Like the two sides of the reversible kaftans, the deep-rooted traditions and the modern history of the region, the local and the international appear inseparable. The contact Central Asian states had with the outside world after post-Soviet independence that Atabekov points to in the work is, of course, also reinforced by the piece’s subsequent career. Shown across Europe and seen by international audiences far from its place of origin, the work is itself caught between Central Asian and international cultures.

Rustam Khalfin

The work of Rustam Khalfin, an artist of an older generation credited with helping to establish a contemporary art scene in Kazakhstan, looks not to western stereotypes but those from further east. In Northern Barbarians Part II: Love Races (2000), the artist, who was born in Uzbekistan, explores Kazakh identity as seen through the eyes of another of its neighbours: China. Khalfin’s piece brings to life another belief about “northern barbarians” — the Chinese name given to nomadic tribes beyond the Great Wall — proliferated, we are told, by Chinese 18th- and 19th-century erotic drawings.
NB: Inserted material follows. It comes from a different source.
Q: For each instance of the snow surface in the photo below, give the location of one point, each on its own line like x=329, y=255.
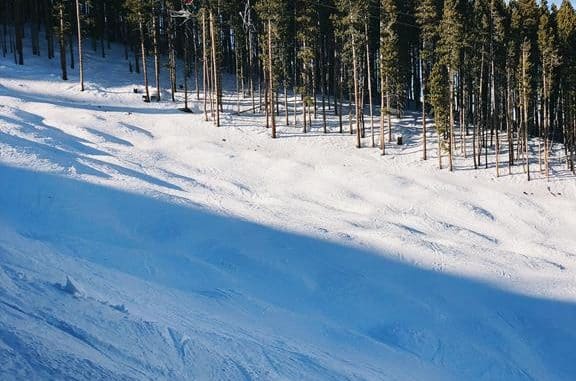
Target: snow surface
x=139, y=242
The drawings from which the artist takes inspiration are — frustratingly or perhaps even intentionally — untraceable, but we can gauge from the piece that they imagined these nomadic tribes as so inseparable from their horses that even intercourse took place on horseback. The texture of what we are dealing with here is that of a rumour and in having rumour come to life in an unfeasible image, Khalfin’s piece serves to undermine the spurious notions masquerading as fact.

Ulan Djaparov

Those who have taken a sleeper train, such as the Trans-Siberian Express, will be familiar with its long, narrow corridors. Ulan Djaparov, from Kyrgyzstan, uses this setting for Train Art (2003-2005), in which the train carriage corridor, its pull-down seats and its handrails become the tools for a diversity of religious practices. We see a man use the patterned rug that covers the length of the corridor as a prayer mat, the pull-down seats accommodate a row of men meditating in a lotus position and the handrails that usually serve to steady passengers moving along the length of the carriage become the setting for a scene of a crucifixion. The cramped corridors of the train bring the practices of Islam, Buddhism and Christianity together into one confined setting as the train traverses the vast terrain across Europe and Asia. With it Djaparov highlights the ethnic and religious intermingling of a region that is characterised by an often too neatly outlined set of traits.